Figure 5 The salt tolerance of Pugionium cornutum was significant decreased when Cl- uptake and accumulation were inhibited by DIDS (a Cl- uptake blocker)
Except for Na+, the excessive Cl- in saline soil is also one of the major ions restricting plant growth. To date, Cl- has been relatively neglected by researchers, especially the function of Cl- in stress resistance of halophytes and xerophytes has not been recognized.
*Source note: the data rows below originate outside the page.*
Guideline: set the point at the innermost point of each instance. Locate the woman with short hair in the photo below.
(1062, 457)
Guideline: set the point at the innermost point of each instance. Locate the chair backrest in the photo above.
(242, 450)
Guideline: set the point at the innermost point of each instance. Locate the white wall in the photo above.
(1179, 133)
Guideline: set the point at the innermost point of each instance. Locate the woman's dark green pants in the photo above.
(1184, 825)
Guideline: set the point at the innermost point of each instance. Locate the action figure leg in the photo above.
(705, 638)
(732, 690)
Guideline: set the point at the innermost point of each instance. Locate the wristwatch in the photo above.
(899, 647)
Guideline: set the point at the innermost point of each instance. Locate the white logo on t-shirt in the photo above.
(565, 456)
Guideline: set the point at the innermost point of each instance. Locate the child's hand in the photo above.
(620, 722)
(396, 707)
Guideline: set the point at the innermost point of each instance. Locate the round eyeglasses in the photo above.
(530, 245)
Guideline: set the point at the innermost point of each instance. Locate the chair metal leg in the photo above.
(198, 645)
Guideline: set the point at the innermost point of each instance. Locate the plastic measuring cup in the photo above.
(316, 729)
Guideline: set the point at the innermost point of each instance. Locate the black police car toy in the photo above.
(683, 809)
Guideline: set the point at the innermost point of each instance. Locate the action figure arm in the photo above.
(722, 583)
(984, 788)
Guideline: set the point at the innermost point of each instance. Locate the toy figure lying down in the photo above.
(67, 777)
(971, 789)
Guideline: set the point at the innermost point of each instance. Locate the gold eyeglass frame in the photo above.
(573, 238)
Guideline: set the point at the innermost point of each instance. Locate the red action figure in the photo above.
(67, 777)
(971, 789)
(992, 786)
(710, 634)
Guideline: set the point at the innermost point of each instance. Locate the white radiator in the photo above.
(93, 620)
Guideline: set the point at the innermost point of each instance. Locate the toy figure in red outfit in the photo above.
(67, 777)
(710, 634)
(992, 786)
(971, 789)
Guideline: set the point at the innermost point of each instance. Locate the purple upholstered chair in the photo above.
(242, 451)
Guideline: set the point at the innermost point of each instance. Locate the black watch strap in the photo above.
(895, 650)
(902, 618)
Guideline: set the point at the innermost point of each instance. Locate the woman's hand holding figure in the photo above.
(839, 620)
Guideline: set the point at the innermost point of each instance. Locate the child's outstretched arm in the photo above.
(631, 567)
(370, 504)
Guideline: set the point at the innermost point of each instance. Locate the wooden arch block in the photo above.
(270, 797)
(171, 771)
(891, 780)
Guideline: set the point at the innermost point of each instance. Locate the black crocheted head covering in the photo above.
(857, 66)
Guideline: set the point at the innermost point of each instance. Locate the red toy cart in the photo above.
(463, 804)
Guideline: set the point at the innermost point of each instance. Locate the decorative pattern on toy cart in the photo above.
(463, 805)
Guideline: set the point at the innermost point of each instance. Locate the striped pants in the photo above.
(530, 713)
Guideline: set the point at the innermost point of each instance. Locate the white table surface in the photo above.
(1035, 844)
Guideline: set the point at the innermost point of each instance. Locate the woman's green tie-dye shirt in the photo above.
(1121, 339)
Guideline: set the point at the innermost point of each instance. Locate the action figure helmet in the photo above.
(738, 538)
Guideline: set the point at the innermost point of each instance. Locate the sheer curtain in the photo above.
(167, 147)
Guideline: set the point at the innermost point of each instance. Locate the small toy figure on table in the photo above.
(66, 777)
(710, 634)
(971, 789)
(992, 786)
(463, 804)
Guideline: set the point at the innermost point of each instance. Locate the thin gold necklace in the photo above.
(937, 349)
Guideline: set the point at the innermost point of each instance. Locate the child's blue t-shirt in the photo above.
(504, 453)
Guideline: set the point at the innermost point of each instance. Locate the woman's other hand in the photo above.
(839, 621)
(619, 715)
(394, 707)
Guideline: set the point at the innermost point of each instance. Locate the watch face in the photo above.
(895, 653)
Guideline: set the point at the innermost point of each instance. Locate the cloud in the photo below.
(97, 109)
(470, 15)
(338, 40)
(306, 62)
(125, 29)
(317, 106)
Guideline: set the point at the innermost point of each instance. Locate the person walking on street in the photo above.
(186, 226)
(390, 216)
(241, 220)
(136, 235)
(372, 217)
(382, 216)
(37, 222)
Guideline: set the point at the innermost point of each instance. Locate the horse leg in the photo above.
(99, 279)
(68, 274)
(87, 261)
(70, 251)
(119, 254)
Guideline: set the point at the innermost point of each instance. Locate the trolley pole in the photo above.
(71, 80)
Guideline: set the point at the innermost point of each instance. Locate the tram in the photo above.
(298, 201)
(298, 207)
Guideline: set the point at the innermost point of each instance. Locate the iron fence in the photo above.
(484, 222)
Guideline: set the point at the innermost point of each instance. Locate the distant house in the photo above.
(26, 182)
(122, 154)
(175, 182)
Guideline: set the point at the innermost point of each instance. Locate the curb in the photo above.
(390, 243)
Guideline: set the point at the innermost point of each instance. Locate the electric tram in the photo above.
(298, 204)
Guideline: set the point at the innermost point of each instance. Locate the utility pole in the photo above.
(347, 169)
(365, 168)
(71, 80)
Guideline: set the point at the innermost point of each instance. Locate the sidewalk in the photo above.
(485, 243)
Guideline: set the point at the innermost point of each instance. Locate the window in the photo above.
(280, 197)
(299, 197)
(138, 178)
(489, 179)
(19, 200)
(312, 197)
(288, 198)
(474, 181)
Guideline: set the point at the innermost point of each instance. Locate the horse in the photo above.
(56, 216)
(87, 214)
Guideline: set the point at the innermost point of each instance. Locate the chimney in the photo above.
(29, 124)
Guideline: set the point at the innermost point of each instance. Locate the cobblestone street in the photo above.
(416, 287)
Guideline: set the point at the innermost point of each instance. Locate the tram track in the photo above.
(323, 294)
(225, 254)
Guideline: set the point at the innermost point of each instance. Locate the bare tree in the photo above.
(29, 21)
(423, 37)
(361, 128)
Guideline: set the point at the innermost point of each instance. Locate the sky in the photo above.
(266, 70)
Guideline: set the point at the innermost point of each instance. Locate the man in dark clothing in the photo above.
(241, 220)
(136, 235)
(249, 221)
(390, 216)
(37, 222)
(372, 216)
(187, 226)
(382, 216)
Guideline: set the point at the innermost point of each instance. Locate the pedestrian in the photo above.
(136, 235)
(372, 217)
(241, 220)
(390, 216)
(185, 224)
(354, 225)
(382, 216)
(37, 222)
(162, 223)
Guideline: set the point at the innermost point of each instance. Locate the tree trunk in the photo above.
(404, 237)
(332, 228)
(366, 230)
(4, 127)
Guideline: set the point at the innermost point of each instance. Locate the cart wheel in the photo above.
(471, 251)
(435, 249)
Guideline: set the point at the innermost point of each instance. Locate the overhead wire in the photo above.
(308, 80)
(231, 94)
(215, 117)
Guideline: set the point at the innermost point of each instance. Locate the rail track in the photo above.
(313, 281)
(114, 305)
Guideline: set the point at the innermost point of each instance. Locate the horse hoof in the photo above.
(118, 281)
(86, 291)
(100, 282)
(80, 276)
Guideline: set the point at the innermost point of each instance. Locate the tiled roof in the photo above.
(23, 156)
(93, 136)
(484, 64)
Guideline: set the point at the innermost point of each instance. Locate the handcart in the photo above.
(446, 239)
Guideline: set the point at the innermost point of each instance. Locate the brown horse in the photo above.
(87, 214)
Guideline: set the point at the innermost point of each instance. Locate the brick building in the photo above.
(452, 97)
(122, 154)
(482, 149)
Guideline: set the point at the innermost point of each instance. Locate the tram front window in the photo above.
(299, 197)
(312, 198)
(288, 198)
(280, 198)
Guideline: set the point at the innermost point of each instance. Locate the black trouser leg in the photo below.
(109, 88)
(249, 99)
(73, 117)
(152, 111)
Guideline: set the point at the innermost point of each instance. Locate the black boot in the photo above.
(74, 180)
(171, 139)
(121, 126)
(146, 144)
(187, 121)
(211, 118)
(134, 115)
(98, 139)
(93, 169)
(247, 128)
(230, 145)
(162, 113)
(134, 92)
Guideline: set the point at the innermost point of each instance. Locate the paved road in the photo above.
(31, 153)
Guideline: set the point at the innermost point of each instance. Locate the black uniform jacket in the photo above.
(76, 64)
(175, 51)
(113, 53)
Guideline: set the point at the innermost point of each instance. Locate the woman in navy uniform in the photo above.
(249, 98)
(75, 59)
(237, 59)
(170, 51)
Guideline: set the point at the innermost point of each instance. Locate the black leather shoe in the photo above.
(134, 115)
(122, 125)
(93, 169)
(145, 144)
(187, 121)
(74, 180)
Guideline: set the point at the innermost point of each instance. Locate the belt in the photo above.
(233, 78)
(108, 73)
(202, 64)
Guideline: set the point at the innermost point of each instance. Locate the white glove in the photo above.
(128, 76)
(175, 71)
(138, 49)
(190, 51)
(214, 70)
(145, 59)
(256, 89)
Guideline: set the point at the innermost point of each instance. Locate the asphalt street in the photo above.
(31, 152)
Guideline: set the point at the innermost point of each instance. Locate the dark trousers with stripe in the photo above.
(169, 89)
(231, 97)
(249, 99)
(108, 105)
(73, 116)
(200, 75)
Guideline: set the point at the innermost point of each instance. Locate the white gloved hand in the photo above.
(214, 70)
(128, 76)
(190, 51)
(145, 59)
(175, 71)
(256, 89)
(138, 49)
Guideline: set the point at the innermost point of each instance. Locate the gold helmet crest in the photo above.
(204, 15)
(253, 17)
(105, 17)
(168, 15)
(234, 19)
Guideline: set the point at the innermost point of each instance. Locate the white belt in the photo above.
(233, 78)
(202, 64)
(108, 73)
The research group of Dr. Qing Ma, the member of Prof. Suo-Min Wang’ team, recently revealed that the xerophyte Pugionium cornutum widely distributed in the desert areas of northwestern China is a typical Cl--tolerant species. Under salt stresses, P. cornutum could efficiently transport the majority of Cl- absorbed by roots into shoots and use it as a beneficial osmoticum, which is an important physiological strategy for P. cornutum to cope with saline environments (Figure 5). Unlike glycophytes, P. cornutum was able to maintain NO3- homeostasis in its shoots when large amounts of Cl- were absorbed and accumulated, which might be another important trait associated with salt tolerance in this species. This research was entitled “Chloride is beneficial for growth of the xerophyte Pugionium cornutum by enhancing osmotic adjustment capacity under salt and drought stresses” and published in Journal of Experimental Botany (Paper link: https://academic.oup.com/jxb/advance-article/doi/10.1093/jxb/eraa158/5812630). The Ph.D. candidate Yan-Nong Cui is the first author, Dr. Qing Ma is the corresponding author.
The above research results further supplement and extend the understanding the salt-tolerance mechanisms in plants, and provide a theoretical basis for the genetic improvement of stress resistance of important crops and forages. These achievements were supported by the National Natural Science Foundation of China and the Fundamental Research Funds for the Central Universities. Lanzhou University was the first institution.